Toplumların, çevresel sorunları yok edecek, huzur ve güveni sağlayacak görevlilere ihtiyacı vardır. Bunların kimi seçimlerle, kimileri de seçimle gelenlerin seçimiyle belirlenir. Bu kişileri; başkan, bakan, mülki amir ve diğer hizmet alanlarındaki çalışan yargıç, doktor, öğretmen, asker, polis… gibi uzunca bir liste ile sıralayabiliriz.   

Hani bu görevlendirme ve organizasyonun; toplumsal ve çevresel sorunları yok edip huzur ve güveni sağlamak için kurulduğunu söylemiştim ya bu günümüzde ham bir hayal. Günümüz dünyasında bu organizasyonlar sadece sömürü ve paylaşım savaşlarının birer neferi olarak çalıştırılıyor.  Tek bir amaçları var: mutlu bir azınlık yaratmak.        

Ne zaman ki, toplumsal ve doğasal bir felaketle karşılaşılır işte o zaman mutlu bir azınlık yaratmak peşinde uğraş verenlere dönüp; "ne yaptınız?" dercesine bakılır.

Yani olayın sonuçları sıcağı sıcağına ortaya çıkınca…

Yani zorluklar; yaşanamaz, katlanılamaz sonuçlar doğurunca…

Yani acılar yaşandıktan, iş olup bittikten sonra...

İşte o zamanlarda cılız da olsa sesler ve itirazlar yükselir.

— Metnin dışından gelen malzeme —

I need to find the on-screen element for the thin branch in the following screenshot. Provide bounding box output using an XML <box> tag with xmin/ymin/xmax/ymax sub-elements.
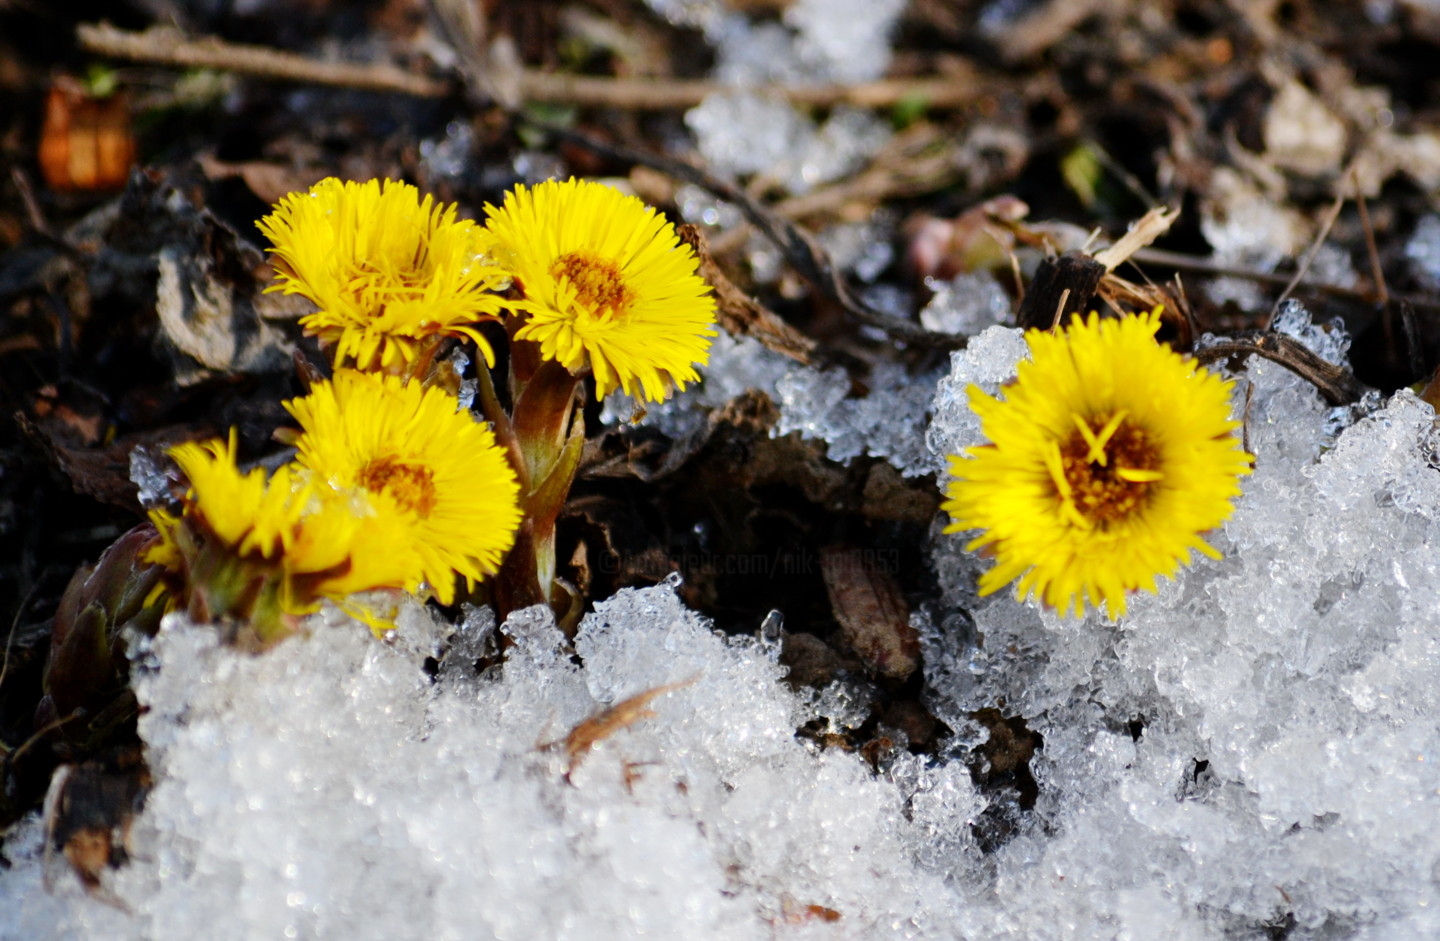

Sonunda kaçacak bir kuytu köşe (dalda) bulamayan etkili/yetkili özneler ve işbirlikçileri (ürkek-korkak poz vererek); ekranda, meydanda, salonda halkın karşısına çıkar hamasi nutuklar çeker… Üzüntü ve pişmanlıklarını; keşke/keşki/bari/ne olurdu sözcükleri ile bezenmiş cümlelerle dillendirirler.

Dinleyenlerin çoğu bu tür samimiyetsiz tür söylemleri: yarım ağızla yapılan konuşma veya ilmi siyaset(!) olarak değerlendirir.

Haksız da değiller...

Çünkü özeleştiri yapan, özür dileyen kişi kısaca; “Ben, görevimi gereğince yapmadığım için başarısız oldum. İnsanlar zarar gördü, istenmeyen durum ve üzüntüler yaşandı… Başarısız olduğum için artık bu görevi yapmam. Bu görevi yapabilecek olan birilerini arayınız ...”  demek istiyor demektir.

Tabii ki, özeleştirisini yapıp özür dileyen, eğer halka saygı duyan, samimi bir kişi ise; mutlaka ve hemen görevinden ayrılmalıdır.

İşte o zaman özeleştirisi ve özür dilemesi anlam kazanır, o zaman hoşgörüyü hak eden, saygıdeğer ve erdemli bir davranış göstermiş olur.  

Fakat ne yazık ki o yetkili kişiler sonrası günlerde, bu erdemliliği göstermezler. Sanki hiçbir şey olmamış gibi: “Bizler halkımızın emrindeyiz ve görevimizin başındayız.” Deyip yapışık oldukları koltuklarında mutlu azınlık için çalışmaya devam ederler.

Doğa kaynaklı olaylar:

Doğanın nitelik ve devinimleri sonucunda oluşan, keşke deyip ağıtlar yakmakla çare bulunamayan olaylar, bilinmez gün ve saatlerde bazı bölge ve ülkelerde olurlar. Biz onları: deprem, kasırga, volkan, sel, çığ, erozyon, yangın… olarak sayardık (nedense salgınları unutmuşuz!..).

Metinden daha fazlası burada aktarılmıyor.